Key Person Insurance
Key person life insurance – An insurance policy a company buys on the life of a person critical to the company’s operation. It helps protect against financial loss if an owner, partner, or other employee critical to the future of the company were to die. The company pays the insurance premiums and is the policy’s beneficiary, should the person die.
Term Life – Term policies last for a specific amount of time (your term), and there is no cash value accumulation. The death benefit is only payable to the beneficiaries upon the death of the insured person during the term. Because it costs less and is more straightforward it’s a good option for many people.
Whole Life – As long as the premiums are paid, this type of coverage is active for your whole life, guaranteeing the eventual payout of a death benefit. It can cost 5-10X more but if the premium is within budget, it can be a good option for anyone interested in insurance that accumulates cash value and doesn’t end. (You can find more about this here)
Craig Vattiat (00:00):
This is probably something that folks are most folks are not aware of. It’s called key person life insurance. And what it does is it protects your company. In the case that a person that’s really critical to the success of your business dies. Um, it can also be available as key person, disability insurance, uh, in the case that they’re disabled and they can’t continue in that capacity as a key person. Um, that key person could be you as the business owner, it could be a partner, it could be really a salesperson or a project manager that’s really critical to your success. So it doesn’t matter exactly who it is. You just identify who that person is and, and purchase this policy. And if that key person dies, you know, think about what will it cost or what will it take to replace that individual, you know, will the business be able to weather that transition?
Craig Vattiat (00:56):
And so, um, one other consideration around that is if you are in business with the partner and that per partner dies, um, if there’s ownership rights that need to be bought out potentially from an air, then this would allow you to resolve that issue. Uh, and so that’s why it might be important to consider looking into this, just like our standard, um, personal life insurance policies. You can purchase term life insurance, or what’s called permanent life insurance. Uh, term life is just gonna be for a fixed period of time, and it’s not gonna have a cash value that accumulates over time. Um, it is gonna provide you with a lower premium through the term of that policy. Um, and permanent insurance it’s often called universal or whole life, um, is gonna have a higher, yearly cost than term life. Uh, and that will have a cash value.
Craig Vattiat (01:52):
Yeah.

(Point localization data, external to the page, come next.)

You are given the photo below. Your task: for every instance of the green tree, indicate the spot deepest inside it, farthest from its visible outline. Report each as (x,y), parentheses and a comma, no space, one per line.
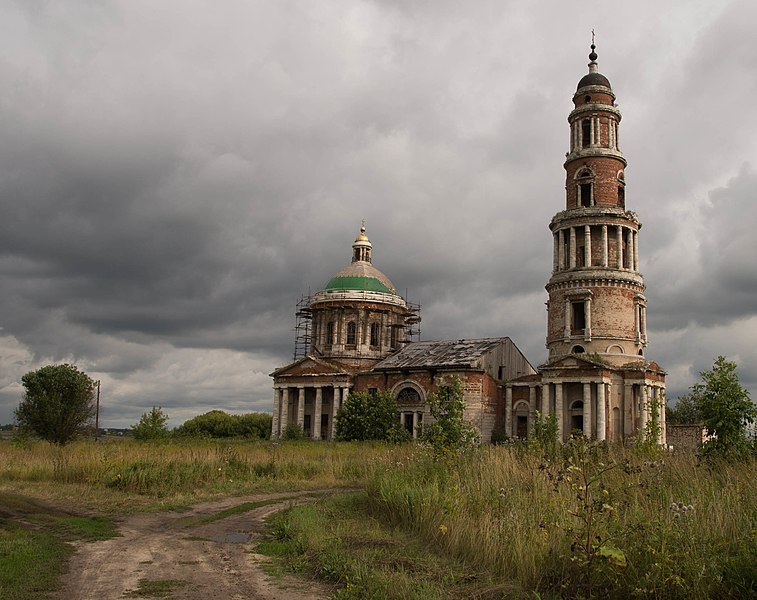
(685,412)
(449,432)
(152,425)
(365,416)
(725,407)
(58,404)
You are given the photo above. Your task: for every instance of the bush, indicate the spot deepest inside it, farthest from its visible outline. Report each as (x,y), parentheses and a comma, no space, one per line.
(365,416)
(152,425)
(218,424)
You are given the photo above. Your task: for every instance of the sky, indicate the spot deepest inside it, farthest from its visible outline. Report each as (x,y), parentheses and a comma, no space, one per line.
(174,175)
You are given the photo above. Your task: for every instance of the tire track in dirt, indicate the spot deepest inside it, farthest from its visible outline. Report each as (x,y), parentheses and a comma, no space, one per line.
(211,560)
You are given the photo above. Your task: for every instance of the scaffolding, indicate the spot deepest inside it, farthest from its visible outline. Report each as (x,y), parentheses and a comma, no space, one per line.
(412,325)
(303,327)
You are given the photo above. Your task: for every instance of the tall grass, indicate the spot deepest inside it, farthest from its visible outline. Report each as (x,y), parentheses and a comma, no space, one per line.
(519,518)
(184,471)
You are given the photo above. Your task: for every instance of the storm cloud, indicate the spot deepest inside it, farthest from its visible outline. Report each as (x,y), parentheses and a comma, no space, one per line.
(174,175)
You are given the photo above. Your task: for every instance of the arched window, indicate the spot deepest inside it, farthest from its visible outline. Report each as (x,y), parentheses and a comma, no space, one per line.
(585,133)
(585,181)
(408,395)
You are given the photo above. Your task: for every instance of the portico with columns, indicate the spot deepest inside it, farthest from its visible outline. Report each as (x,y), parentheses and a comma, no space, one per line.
(309,399)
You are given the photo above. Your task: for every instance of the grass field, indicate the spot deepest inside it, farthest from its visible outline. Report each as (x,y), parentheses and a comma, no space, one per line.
(496,522)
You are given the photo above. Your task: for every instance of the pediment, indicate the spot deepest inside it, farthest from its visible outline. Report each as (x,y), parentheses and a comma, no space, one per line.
(309,365)
(574,361)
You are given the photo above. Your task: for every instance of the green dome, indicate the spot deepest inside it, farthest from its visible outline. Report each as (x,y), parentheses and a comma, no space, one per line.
(369,284)
(360,276)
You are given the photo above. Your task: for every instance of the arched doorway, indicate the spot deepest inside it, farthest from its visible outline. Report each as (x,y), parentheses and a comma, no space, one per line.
(577,418)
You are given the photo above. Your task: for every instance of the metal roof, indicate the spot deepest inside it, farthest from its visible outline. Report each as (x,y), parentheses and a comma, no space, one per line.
(442,354)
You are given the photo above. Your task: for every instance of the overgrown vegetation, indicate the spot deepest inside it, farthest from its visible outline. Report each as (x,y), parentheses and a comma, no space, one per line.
(218,424)
(336,541)
(152,425)
(723,405)
(577,520)
(365,417)
(449,433)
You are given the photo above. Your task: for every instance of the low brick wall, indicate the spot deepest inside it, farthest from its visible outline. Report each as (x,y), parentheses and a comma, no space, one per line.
(685,437)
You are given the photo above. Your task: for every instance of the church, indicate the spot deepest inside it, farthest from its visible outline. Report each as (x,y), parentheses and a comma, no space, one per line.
(359,334)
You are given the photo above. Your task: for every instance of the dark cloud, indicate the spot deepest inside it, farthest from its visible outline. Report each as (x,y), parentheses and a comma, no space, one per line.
(173,177)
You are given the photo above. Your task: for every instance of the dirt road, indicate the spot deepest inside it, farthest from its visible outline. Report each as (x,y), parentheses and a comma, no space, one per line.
(210,561)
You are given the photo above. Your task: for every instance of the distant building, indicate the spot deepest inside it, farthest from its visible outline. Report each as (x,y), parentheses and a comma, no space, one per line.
(358,332)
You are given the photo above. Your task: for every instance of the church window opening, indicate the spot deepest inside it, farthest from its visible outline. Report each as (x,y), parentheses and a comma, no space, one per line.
(579,317)
(408,417)
(585,192)
(409,395)
(585,133)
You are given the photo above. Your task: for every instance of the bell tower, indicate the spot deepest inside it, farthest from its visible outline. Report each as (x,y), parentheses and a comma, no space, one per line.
(596,292)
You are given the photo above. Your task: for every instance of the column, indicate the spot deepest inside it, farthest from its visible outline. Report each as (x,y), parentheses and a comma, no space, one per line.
(316,420)
(301,407)
(572,249)
(531,410)
(587,318)
(601,412)
(587,410)
(644,409)
(509,410)
(659,410)
(567,319)
(334,408)
(558,410)
(276,408)
(545,400)
(284,410)
(555,252)
(629,414)
(643,322)
(587,245)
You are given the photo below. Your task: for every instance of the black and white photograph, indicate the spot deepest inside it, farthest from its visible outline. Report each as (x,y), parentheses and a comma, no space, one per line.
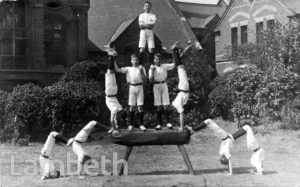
(149,93)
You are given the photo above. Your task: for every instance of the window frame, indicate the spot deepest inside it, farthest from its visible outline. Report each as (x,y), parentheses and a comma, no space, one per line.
(17,59)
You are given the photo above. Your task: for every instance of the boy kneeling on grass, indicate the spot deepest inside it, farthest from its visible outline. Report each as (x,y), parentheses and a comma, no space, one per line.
(136,77)
(47,166)
(111,90)
(227,139)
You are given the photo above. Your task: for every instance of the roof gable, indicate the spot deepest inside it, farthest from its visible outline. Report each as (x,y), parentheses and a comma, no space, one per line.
(105,17)
(292,5)
(198,14)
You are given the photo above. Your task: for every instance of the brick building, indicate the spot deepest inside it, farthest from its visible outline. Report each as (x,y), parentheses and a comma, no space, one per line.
(203,19)
(117,21)
(39,39)
(244,19)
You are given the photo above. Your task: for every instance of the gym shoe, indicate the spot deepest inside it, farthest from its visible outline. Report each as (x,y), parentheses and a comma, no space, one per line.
(169,125)
(81,177)
(44,178)
(116,133)
(189,128)
(130,127)
(110,130)
(70,141)
(143,128)
(111,51)
(158,127)
(258,173)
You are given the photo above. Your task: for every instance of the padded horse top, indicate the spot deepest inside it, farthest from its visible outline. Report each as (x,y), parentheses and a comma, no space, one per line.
(151,137)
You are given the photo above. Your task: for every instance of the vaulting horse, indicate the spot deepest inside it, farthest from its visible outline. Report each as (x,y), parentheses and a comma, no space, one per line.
(153,137)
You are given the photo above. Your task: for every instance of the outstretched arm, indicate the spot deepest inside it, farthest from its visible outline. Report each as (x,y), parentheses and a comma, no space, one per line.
(119,70)
(151,73)
(229,166)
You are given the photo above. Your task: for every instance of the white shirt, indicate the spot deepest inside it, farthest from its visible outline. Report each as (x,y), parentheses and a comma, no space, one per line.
(111,87)
(225,148)
(160,72)
(147,18)
(83,135)
(133,74)
(252,143)
(183,81)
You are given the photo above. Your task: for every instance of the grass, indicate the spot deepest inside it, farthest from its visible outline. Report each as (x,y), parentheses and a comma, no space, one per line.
(164,166)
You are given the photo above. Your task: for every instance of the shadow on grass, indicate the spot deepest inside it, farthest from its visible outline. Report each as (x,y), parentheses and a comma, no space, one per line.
(236,171)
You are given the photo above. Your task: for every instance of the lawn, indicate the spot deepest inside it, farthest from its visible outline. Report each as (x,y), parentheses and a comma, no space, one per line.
(163,165)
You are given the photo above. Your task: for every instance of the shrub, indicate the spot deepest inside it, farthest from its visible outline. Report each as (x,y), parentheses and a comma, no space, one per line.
(85,71)
(70,105)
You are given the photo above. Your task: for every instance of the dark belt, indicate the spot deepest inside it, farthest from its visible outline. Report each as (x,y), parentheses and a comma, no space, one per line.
(78,141)
(44,156)
(159,82)
(136,84)
(255,150)
(225,138)
(111,95)
(185,91)
(146,28)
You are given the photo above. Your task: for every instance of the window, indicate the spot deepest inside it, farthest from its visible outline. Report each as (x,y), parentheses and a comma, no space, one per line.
(54,4)
(259,31)
(270,25)
(244,34)
(54,42)
(13,41)
(234,39)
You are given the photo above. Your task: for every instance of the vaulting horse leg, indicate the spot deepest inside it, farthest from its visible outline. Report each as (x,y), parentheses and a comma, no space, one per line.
(126,156)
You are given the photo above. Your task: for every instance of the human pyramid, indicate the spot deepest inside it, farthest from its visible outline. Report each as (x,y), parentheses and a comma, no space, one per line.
(136,77)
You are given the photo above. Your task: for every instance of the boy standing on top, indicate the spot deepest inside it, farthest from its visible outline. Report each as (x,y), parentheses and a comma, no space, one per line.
(146,22)
(158,75)
(80,138)
(257,156)
(136,76)
(258,152)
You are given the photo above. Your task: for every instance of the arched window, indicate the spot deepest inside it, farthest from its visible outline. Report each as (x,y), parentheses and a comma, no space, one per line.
(13,39)
(54,40)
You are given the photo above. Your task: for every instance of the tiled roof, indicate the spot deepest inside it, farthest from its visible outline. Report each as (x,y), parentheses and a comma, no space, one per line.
(105,17)
(292,5)
(199,14)
(224,15)
(123,26)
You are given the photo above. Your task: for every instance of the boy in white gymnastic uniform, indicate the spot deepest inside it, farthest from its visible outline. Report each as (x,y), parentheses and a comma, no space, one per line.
(111,90)
(258,152)
(47,166)
(78,149)
(183,85)
(158,76)
(146,22)
(136,76)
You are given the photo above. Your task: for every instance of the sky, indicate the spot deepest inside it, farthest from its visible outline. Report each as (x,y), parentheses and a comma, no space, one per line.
(202,1)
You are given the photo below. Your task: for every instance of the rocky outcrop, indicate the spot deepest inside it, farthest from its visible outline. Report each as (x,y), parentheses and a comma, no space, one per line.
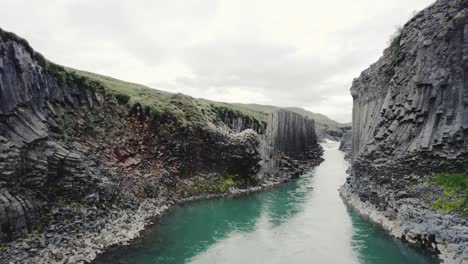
(410,119)
(77,159)
(346,142)
(290,140)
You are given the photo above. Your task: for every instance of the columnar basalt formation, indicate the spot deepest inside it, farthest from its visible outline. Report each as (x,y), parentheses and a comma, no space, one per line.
(289,140)
(77,157)
(410,120)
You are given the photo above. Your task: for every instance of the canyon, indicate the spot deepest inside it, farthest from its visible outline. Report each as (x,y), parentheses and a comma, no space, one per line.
(84,166)
(410,124)
(87,162)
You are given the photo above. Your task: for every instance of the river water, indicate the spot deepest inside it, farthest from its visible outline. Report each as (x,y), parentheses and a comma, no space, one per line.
(302,221)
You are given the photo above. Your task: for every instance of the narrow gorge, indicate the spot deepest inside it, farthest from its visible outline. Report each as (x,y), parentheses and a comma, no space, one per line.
(410,133)
(84,166)
(98,170)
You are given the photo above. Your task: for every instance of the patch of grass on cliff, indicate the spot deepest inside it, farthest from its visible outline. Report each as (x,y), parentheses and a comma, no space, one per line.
(395,44)
(220,184)
(186,109)
(455,196)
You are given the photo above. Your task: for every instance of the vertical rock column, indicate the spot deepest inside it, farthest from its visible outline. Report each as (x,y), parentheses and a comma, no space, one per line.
(289,136)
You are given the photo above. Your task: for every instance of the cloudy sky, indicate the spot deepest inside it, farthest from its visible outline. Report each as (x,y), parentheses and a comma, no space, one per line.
(301,53)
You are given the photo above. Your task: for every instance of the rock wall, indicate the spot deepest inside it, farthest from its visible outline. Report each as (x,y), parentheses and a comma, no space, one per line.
(64,139)
(346,143)
(415,98)
(72,150)
(410,120)
(289,140)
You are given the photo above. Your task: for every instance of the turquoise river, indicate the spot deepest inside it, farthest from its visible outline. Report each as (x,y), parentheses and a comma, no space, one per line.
(302,221)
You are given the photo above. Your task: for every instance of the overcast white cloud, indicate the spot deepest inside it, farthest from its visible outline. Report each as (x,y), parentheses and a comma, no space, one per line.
(301,53)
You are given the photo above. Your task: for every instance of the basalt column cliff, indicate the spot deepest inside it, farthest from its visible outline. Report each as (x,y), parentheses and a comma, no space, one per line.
(410,127)
(86,160)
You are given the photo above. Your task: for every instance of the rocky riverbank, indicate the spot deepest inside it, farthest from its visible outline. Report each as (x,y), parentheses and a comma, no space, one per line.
(410,133)
(86,161)
(412,221)
(93,230)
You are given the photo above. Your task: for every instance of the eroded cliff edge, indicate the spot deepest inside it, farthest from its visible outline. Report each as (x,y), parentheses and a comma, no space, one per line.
(84,163)
(410,122)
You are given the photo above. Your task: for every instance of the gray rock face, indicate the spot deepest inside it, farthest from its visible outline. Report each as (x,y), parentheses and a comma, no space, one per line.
(410,120)
(72,154)
(415,98)
(346,143)
(289,139)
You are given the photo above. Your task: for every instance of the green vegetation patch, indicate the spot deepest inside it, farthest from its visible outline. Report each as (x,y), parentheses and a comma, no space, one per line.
(221,184)
(395,45)
(455,196)
(459,15)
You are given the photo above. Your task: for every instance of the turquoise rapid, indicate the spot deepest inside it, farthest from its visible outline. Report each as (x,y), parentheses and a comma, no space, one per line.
(302,221)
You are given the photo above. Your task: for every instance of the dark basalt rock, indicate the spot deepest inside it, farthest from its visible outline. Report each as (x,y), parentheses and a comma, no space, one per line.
(71,151)
(346,143)
(410,120)
(290,140)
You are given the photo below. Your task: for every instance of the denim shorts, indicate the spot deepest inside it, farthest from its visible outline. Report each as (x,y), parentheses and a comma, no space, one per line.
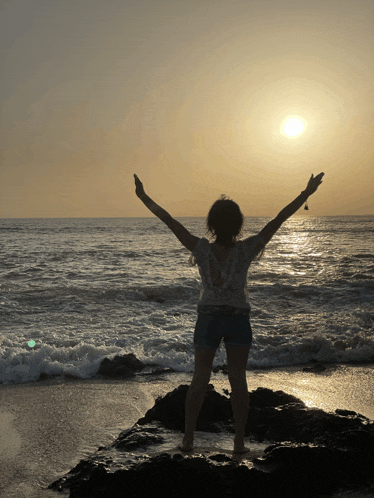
(213,323)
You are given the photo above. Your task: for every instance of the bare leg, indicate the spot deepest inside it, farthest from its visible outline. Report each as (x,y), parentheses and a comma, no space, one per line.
(194,401)
(240,407)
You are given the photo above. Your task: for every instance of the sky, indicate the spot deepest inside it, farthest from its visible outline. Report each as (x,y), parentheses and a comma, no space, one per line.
(190,95)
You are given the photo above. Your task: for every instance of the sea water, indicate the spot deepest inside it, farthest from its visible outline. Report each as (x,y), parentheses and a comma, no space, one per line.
(74,291)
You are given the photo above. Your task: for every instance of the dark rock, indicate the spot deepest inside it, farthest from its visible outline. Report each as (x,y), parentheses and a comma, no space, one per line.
(315,453)
(158,371)
(120,366)
(170,410)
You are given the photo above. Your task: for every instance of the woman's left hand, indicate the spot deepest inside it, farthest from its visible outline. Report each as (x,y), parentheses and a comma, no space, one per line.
(139,187)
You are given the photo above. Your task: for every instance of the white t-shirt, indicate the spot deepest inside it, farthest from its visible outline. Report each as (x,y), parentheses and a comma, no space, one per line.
(225,282)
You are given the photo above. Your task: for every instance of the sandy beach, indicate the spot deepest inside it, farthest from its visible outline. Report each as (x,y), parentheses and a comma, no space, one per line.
(47,427)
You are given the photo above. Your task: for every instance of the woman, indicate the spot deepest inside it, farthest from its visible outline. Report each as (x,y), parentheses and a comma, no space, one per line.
(223,308)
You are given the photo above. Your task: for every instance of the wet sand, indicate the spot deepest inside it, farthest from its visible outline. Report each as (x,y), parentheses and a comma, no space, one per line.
(47,427)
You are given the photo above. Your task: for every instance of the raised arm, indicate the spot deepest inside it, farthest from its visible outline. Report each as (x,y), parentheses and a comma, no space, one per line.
(269,230)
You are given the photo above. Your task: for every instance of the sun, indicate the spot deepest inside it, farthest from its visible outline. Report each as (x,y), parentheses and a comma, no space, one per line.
(293,126)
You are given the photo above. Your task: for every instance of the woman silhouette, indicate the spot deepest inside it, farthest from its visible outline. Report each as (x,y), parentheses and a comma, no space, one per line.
(223,308)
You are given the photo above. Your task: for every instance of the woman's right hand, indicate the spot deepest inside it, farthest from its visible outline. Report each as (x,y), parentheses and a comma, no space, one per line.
(314,183)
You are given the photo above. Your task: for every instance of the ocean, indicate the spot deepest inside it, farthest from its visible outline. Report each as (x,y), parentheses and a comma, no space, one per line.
(74,291)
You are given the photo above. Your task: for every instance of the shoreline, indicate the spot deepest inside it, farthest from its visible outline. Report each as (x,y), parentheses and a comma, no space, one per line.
(46,427)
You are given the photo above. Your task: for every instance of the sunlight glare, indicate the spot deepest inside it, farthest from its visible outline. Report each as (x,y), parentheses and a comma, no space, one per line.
(293,126)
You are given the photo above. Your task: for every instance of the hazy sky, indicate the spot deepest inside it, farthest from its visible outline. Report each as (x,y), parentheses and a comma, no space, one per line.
(189,95)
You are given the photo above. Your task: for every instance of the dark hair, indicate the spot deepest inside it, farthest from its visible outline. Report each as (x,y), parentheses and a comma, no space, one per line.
(225,220)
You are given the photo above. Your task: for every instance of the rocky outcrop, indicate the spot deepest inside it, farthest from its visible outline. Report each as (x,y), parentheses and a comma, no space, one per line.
(309,453)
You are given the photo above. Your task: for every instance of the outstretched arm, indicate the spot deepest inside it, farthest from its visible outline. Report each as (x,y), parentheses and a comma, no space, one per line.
(183,235)
(152,206)
(269,230)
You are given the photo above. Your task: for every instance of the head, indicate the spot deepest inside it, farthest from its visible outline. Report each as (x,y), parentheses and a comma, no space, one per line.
(225,220)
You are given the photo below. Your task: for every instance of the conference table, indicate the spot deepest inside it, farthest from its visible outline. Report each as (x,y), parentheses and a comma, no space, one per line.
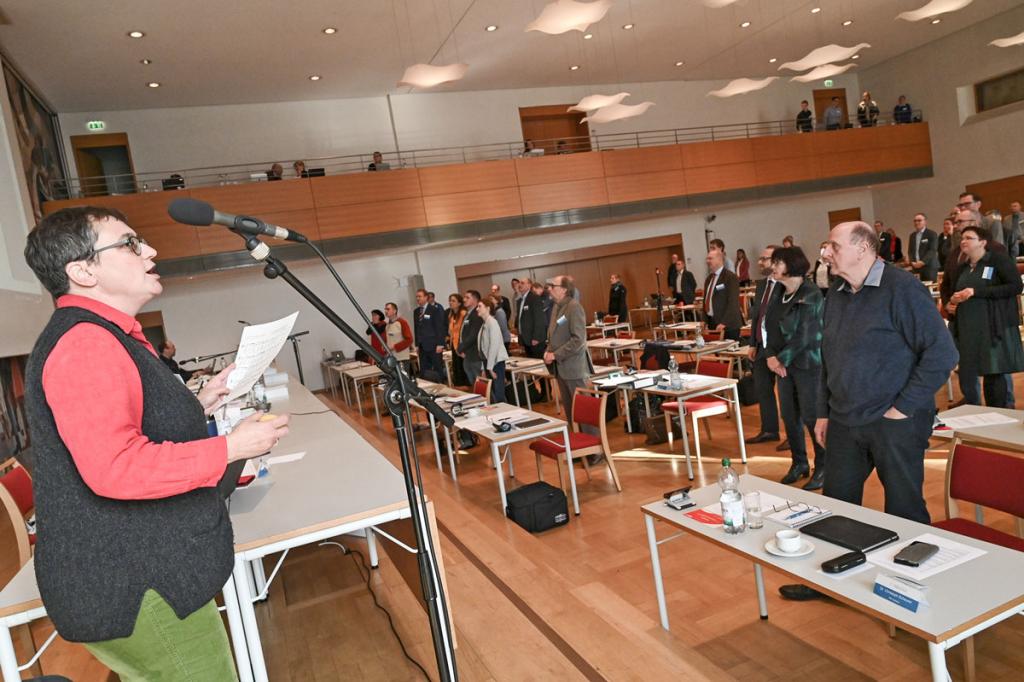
(341,484)
(953,612)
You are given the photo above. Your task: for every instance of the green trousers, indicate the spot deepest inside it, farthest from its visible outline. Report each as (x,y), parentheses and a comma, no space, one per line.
(164,648)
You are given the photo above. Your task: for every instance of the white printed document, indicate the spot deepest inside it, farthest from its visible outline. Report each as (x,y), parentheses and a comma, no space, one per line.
(951,553)
(259,345)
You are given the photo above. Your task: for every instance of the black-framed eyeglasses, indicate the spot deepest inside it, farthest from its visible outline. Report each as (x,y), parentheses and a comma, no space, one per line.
(133,242)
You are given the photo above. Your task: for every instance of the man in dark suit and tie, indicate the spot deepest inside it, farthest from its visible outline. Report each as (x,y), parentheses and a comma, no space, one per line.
(721,305)
(766,294)
(924,251)
(429,330)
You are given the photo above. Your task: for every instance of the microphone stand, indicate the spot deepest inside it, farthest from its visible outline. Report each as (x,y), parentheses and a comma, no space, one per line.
(400,389)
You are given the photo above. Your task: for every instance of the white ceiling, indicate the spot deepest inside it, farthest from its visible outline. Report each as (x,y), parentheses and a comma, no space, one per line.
(77,53)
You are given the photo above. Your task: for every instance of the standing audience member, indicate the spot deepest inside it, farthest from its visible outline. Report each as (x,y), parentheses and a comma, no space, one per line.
(467,338)
(923,249)
(885,352)
(822,271)
(566,353)
(502,300)
(766,294)
(431,328)
(721,306)
(1013,229)
(805,119)
(834,116)
(616,299)
(398,335)
(867,111)
(902,112)
(456,313)
(742,268)
(983,318)
(493,351)
(795,354)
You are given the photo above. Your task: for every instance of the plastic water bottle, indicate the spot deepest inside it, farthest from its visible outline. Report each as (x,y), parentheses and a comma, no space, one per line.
(733,513)
(675,381)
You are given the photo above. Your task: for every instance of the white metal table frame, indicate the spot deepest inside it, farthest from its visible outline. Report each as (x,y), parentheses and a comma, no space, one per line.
(937,645)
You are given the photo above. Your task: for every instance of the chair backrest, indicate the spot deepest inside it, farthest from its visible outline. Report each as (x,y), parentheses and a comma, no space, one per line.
(987,478)
(15,498)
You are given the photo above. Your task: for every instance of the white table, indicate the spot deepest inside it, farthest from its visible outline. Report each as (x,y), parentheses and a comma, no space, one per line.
(695,385)
(481,426)
(996,591)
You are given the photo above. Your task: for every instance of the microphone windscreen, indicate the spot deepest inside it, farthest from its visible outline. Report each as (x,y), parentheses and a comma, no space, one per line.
(190,212)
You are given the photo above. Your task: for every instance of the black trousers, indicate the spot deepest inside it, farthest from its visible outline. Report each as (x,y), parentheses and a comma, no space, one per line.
(798,394)
(764,385)
(895,449)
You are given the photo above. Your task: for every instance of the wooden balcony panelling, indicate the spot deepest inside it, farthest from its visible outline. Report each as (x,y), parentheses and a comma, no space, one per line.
(562,196)
(467,177)
(369,218)
(644,160)
(466,206)
(365,187)
(639,186)
(546,170)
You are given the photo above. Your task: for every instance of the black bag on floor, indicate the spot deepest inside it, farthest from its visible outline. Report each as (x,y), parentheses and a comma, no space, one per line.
(538,507)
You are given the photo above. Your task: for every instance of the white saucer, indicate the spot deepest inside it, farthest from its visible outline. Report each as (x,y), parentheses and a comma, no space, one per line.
(805,549)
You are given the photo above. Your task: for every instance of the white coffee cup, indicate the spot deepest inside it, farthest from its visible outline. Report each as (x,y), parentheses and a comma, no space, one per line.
(787,541)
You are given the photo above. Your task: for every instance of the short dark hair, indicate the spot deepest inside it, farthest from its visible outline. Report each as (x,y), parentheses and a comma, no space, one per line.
(796,262)
(62,238)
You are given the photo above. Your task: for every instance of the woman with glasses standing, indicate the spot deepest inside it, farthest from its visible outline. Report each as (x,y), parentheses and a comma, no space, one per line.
(983,318)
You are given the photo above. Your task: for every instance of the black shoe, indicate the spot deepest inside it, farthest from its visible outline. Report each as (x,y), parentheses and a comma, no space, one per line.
(762,437)
(800,593)
(817,481)
(797,471)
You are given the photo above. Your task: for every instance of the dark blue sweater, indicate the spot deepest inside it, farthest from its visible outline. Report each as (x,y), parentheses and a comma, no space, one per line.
(883,346)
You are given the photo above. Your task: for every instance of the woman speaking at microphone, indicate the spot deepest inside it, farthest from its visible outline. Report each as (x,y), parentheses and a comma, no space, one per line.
(133,535)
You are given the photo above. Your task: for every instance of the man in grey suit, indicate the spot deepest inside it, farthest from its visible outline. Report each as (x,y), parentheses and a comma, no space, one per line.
(566,354)
(1013,228)
(923,252)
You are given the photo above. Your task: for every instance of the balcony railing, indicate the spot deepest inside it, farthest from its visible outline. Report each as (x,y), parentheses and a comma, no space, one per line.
(77,187)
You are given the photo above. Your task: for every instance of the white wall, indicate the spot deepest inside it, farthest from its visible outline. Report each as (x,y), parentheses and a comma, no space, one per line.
(201,313)
(979,151)
(24,306)
(164,139)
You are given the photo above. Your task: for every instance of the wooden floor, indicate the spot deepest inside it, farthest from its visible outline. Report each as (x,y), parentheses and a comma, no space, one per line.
(578,602)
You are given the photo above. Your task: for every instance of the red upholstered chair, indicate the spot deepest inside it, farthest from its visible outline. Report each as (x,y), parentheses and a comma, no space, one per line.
(482,387)
(15,496)
(588,410)
(701,407)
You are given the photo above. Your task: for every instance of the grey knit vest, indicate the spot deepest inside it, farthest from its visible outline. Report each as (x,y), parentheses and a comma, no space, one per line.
(96,556)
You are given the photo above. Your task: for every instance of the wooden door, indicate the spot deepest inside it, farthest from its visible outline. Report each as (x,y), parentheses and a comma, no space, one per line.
(547,125)
(822,100)
(843,215)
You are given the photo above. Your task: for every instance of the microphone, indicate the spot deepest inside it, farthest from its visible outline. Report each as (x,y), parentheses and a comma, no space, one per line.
(195,212)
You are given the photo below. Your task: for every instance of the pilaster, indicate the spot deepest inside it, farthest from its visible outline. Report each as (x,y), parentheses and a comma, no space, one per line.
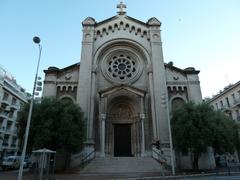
(85,74)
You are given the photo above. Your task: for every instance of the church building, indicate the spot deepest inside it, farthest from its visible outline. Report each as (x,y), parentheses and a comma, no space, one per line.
(123,86)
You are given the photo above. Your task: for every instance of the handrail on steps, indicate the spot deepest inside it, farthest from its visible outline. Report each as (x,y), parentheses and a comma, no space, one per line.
(86,158)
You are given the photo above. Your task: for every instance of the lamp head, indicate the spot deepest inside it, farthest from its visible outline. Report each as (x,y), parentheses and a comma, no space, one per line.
(36,40)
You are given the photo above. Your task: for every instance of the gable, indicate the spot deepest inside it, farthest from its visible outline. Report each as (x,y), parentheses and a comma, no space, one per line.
(117,23)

Term life insurance is going to be, uh, written. It’s a policy that’s written for a very, uh, specific period of time. So it might be a 30 year term. Um, it’s gonna provide you coverage in the case that you die or whoever it is that you’re ensuring here, if they die within that term, and you’re paying your premium, that your policy will pay you out, um, in the event that that person dies during that term. Okay. And then there’s some benefits to, to consider there, you know, you, you might have a specific time period where you really need that protection, right? So let’s, let’s kind of think about a personal life insurance policy. So not a key person, life insurance policy, but let’s say if you’re a parent, um, and your child really needs support between, you know, the ages of being born to 25, then a 30 year term, um, might make sense because it’s providing you with the coverage that your kid needs, right? This, this policy is really for them. Um, or let’s say a partner, a spouse that is a survivor here. Right? Mm-hmm <affirmative>.
Craig Vattiat (02:58):
And so in that term, you’re really protecting your family, your loved ones during the period that they need it the most, when they’re the most vulnerable. Now, once your child is older, hopefully they’re able to be self-sufficient. And so the term, um, life insurance is no longer needed. Right? Sure. So you’re really protecting yourself during that time there, the benefit is that the policy is gonna be less expensive on a yearly basis. Okay. So whereas a, a permanent policy potentially could cover you for your entire life, you know, as you age, though, the cost to keep that policy is going to increase.
Collin Gabriel (03:38):
Oh, I see. Right. Because more and more stuff comes up.
Craig Vattiat (03:41):
Yes. And you’re more likely to die. Right. Mm-hmm <affirmative>, I mean, we we’re, we’re gonna get there. And so as you get older, um, that that premium is gonna increase dramatically.
Craig Vattiat (03:51):
Um, but the benefit is that it does potentially carry through, um, as long as you really want that to be in place for, um, one other really important distinction is that there’s a cash value component to a permanent life policy. So that’s a, an amount that accumulates during your premium payments. And then let’s say you decide to terminate your policy. Well, then you can cash out, um, that portion of your policy and that’s, um, money that you can take with you. Oh, okay. So again, keep in mind that, that the key differences there is the term life insurance is gonna be really much less expensive to, um, to have in place. Um, and your payments should be consistent, you know, uh, you will be cuz it’s a life insurance policy. You’re gonna have a health assessment at the start of it. And depending on your health, uh, you might not be able to, to be covered, um, or your policy, your premiums might be more expensive because of your health conditions. So again, something to consider there, if, um, you feel like that’s an, uh, a risk that you might face at your business.